活動成果

研究不正に関する調査・審査の標準化に向けて

 研究不正の告発を受けると、研究機関ではその内容に応じて研究不正の調査委員会が立ち上げられ、調査が実施されます。その際に問題となるのは、調査を担当する担当者や委員らによって、経験も方針も異なるということです。調査は文部科学省等のガイドラインに基づいて実施するものの、詳細が定められているわけではなく、調査委員会ごとに不正認定の基準に差が生じてしまう可能性は否定できません。

 APRIN医生命科学系分科会では、こうした可能性を防ぎ、各研究機関の担当者及び委員に任命された研究者を支援する目的で、この分野で経験の深い方々22名にお集まりいただき「研究不正調査標準化会議」を開催してきました。15回の会合の中では、欧米紙のエディター、米国の政府機関経験者、日本の政府機関の方々のご意見も参考にさせていただいております。

 そして、研究不正調査を実施する際に考慮すべき内容の考慮事項をまとめ、国際会議等での報告を行ってきました。この度、それらの成果の集大成とも言える内容が、研究公正の領域で国際的にも評価の高い学術誌 Accountability in Research に掲載されました。

 APRINでは日本での研究不正調査の標準化を祈念し、同誌に掲載された論文を邦訳しました。研究機関において不正の疑惑が生じた際に、どのように対応し、どういう手順で、どのような事に配慮しながら、何をもとに判断していくのか、といった点を、分かり易く解説していますので、ぜひ参考になさってください。

研究不正の告発の調査における考慮事項(和訳)(2020年11月26日更新)

 研究不正調査に際しての考慮事項についての英語論文を日本語に翻訳しました。

研究不正の告発の調査における考慮事項(2020年11月26日更新)

 研究不正調査に際しての考慮事項について議論を行い、英語論文にまとめ、2020年5月に国際誌に掲載されました。論文はオープンアクセスになっています。

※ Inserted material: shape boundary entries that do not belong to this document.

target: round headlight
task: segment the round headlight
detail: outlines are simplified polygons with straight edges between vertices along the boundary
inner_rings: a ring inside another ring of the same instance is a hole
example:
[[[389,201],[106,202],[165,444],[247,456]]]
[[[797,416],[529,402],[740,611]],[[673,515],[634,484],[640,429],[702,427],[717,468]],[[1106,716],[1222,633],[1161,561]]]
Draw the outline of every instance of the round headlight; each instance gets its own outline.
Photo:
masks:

着眼点および自己チェック項目(2019年4月24日掲載)

「研究不正調査に際しての着眼点および自己チェック項目-調査の手続きと報告書の標準化に向けて」が『学術の動向』2018年12月号に掲載されました。

研究機関内における研究不正に関する調査・審査の標準化を目指して、APRIN研究不正調査標準化会議において、国内外の有識者・政府関係者からご意見をいただきながら作成した「研究不正調査に際しての着眼点および自己チェック項目-調査の手続きと報告書の標準化に向けて」の記事が『学術の動向』12月号に掲載されましたので、ご覧いただき、研究機関での研究不正に関する調査にご活用ください。

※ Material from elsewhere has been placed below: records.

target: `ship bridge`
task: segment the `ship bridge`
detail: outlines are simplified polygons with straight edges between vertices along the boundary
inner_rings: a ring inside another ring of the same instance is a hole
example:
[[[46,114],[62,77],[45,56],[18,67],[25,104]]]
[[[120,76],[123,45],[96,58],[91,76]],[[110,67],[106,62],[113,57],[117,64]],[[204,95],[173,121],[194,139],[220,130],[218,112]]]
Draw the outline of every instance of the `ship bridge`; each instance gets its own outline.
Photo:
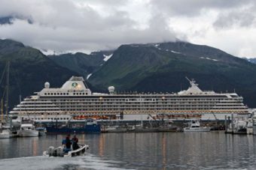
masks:
[[[72,76],[61,88],[50,88],[50,83],[44,83],[44,88],[38,93],[40,96],[84,96],[91,95],[91,91],[81,76]]]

また、わが国における研究不正対策に向けた活動を海外にも知っていただくとともに、国際的な不正調査における標準化への布石となることを願い、同記事の英文化を図り、英文解説記事が、”How to investigate allegations of research misconduct: A checklist”がRetraction Watch (2019/1/8付)に掲載されました。